Thin Crust Pizza

For several years I’ve been making this thick-crust Pepperoni Pan Pizza, and my boys have love it every time. But the new new issue of Cook’s Illustrated (January/February 2011) had a thin-crust pizza. Also, the recipe includes a new no-cook pizza sauce.

Thin-Crust Pizza dough takes at least 24-hours.

Overall, the pizza dough is good, 4-stars, but is not worth the extra time; at least 24-hours. I would recommend that normal 90-minute pizza dough. The no-cook sauce was bright, but not as rich as my regular pre-cooked sauce. I give the sauce only 2-1/2 stars.

Issues:

  1. Because I didn’t have a pizza stone, I used an overturned baking sheet.
  2. Because I wanted both pizzas ready at the same time, I squeezed both pizzas onto the same overturned baking sheet. The pizzas were semi-rectangular.
  3. The cooked pizza was hardly thin; it measured a full 1-inch thick. I’m not sure what went wrong, but it was probably that I squeezed both pizzas into the oven at the same time.  Fortunately, I like thick-crust pizza.

Rating: 4-star for dough. 2-1/2-stars for sauce.
Cost: $3.
How much work? Medium.
How big of a mess?  Low.
Start time 4:00 PM. Dinner time 6:00 PM.

Here is the Cook’s Illustrated link to the Pizza Sauce Recipe. The recipe as I made it is below:

28-ounce can whole peeled tomatoes,
1 tablespoon extra-virgin olive oil
1 teaspoon red wine vinegar
2 medium garlic cloves, pressed
1 teaspoon salt
1 teaspoon dried oregano
1/4 teaspoon ground black pepper

  1. Drain and discard the liquid from the canned tomatoes, then process all ingredients in food processor for 30 seconds.
  2. Transfer to container and refrigerate until ready to use. The recipe will yield more than needed for two pizzas. The extra can be refrigerated for up to a week or frozen for up to a month.

Here is the Cook’s Illustrated link to the Pizza and Dough Recipe. The recipe as I made it is below:

16-1/2 ounces (about 3 cups) bread flour
2 teaspoons sugar
1/2 teaspoon rapid-rise yeast
1-1/3 cups ice water (about 10 1/2 ounces)
1 tablespoon vegetable oil
1-1/2 teaspoons salt
1 ounce Parmesan cheese, grated. (about 1/2 cup)
8 ounces whole milk mozzarella, shredded (about 2 cups)

  1. Process flour, sugar, and yeast in food processor for 2 seconds.
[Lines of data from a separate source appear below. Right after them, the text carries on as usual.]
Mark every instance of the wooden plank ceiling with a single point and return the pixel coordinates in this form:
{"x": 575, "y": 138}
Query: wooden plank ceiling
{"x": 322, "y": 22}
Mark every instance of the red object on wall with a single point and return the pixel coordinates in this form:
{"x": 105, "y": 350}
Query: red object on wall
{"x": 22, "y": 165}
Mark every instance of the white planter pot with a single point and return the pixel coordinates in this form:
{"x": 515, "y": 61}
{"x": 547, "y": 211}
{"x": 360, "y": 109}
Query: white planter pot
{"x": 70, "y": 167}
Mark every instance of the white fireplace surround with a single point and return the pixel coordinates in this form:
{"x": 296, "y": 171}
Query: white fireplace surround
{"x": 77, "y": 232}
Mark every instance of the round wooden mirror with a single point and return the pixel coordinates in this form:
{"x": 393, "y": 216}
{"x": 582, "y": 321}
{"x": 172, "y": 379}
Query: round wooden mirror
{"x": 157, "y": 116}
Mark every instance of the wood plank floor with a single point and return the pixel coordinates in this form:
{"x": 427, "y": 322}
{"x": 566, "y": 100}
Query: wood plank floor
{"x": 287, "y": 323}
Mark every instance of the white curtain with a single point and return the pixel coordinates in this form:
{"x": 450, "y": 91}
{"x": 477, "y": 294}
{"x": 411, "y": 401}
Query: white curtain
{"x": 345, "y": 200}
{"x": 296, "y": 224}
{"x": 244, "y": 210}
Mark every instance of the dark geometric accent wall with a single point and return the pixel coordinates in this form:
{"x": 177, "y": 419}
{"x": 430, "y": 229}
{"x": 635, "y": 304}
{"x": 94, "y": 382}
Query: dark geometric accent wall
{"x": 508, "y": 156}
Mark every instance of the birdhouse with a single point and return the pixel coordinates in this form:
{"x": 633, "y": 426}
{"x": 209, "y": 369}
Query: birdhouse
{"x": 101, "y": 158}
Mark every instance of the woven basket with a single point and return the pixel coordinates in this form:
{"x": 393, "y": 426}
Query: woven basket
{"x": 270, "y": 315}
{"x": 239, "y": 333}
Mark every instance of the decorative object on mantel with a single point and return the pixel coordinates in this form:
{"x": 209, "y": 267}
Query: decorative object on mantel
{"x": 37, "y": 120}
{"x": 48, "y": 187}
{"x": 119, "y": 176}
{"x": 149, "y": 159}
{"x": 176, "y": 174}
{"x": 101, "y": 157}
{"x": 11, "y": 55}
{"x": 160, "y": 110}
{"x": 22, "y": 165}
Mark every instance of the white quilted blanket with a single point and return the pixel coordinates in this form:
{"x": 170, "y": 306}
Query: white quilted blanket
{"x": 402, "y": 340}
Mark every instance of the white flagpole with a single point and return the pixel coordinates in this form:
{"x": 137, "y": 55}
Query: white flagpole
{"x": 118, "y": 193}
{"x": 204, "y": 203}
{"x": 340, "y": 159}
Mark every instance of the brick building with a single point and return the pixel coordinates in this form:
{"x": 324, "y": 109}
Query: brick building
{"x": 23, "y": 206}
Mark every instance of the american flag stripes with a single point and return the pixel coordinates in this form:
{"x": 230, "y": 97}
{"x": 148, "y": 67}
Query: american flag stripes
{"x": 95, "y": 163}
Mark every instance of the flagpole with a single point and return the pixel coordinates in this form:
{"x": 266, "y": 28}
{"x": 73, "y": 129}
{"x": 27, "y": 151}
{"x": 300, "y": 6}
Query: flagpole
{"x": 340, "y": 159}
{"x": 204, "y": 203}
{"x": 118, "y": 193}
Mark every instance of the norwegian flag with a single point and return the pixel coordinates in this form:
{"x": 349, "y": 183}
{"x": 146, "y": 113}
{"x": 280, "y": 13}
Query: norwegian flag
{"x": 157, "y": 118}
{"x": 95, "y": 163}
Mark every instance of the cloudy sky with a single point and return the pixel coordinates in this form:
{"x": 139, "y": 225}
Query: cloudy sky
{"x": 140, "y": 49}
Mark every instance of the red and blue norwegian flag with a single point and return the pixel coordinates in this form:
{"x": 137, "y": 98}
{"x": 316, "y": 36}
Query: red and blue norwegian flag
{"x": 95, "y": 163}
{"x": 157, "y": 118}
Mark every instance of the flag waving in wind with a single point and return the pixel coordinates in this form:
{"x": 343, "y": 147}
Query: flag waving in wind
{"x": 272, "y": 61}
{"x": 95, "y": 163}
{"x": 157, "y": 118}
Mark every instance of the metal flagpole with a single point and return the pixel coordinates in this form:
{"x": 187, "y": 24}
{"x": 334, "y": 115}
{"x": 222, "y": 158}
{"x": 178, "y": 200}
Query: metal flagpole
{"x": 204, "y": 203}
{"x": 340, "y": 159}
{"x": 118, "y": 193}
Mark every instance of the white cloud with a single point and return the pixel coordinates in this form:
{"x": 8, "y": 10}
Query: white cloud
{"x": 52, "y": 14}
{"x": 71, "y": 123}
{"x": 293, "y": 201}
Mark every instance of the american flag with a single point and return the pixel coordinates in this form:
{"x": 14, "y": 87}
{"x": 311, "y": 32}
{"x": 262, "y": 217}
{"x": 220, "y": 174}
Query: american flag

Then, while running, add water through feed tube. Continue processing until dough is just combined and no dry flour remains, about 10 seconds. Let dough stand 10 minutes.
  2. Prepare large bowl by spraying with cooking spray; set aside.
    Add oil and salt to dough and process until dough ball clears the sides; about 30 to 60 seconds. Remove dough from bowl and knead for about 1 minute on lightly oiled counter-top. Shape the dough into tight ball and place in prepared bowl. Cover with plastic wrap and refrigerate for at least 24 hours; but up to 3 days.
  3. Adjust oven rack to be about 4 to 5 inches below broiler. Set pizza stone or overturned baking sheet onto oven rack, and pre-heat oven to 500 degrees.
  4. Remove the dough from refrigerator, and divide in half. Shape each into ball, and place on lightly oiled baking sheet (at least 3 inches apart). Spray a piece of plastic wrap with cooking spray, cover and let stand for 1 hour.
  5. Working with one ball at a time, generously cover with flour and place on floured counter-top. Gently flatten into 8-inch disk with fingertips, leaving 1-inch of outer edge slightly thicker than center. Working along edges and giving disk quarter turns as you stretch, gently stretch until disk measures 12-inch. Place onto floured peel or another overturned baking sheet. Spread 1/2 cup of pizza sauce over dough, leaving 1/4-inch border. Sprinkle half the Parmesan evenly over sauce, then half the mozzarella. Carefully slide pizza onto pizza stone and bake until cheese and crust is browned, rotating pizza halfway through cooking; about 12 minutes. Let pizza cool on wire rack for 5 minutes before slicing. Finally, repeat for second pizza.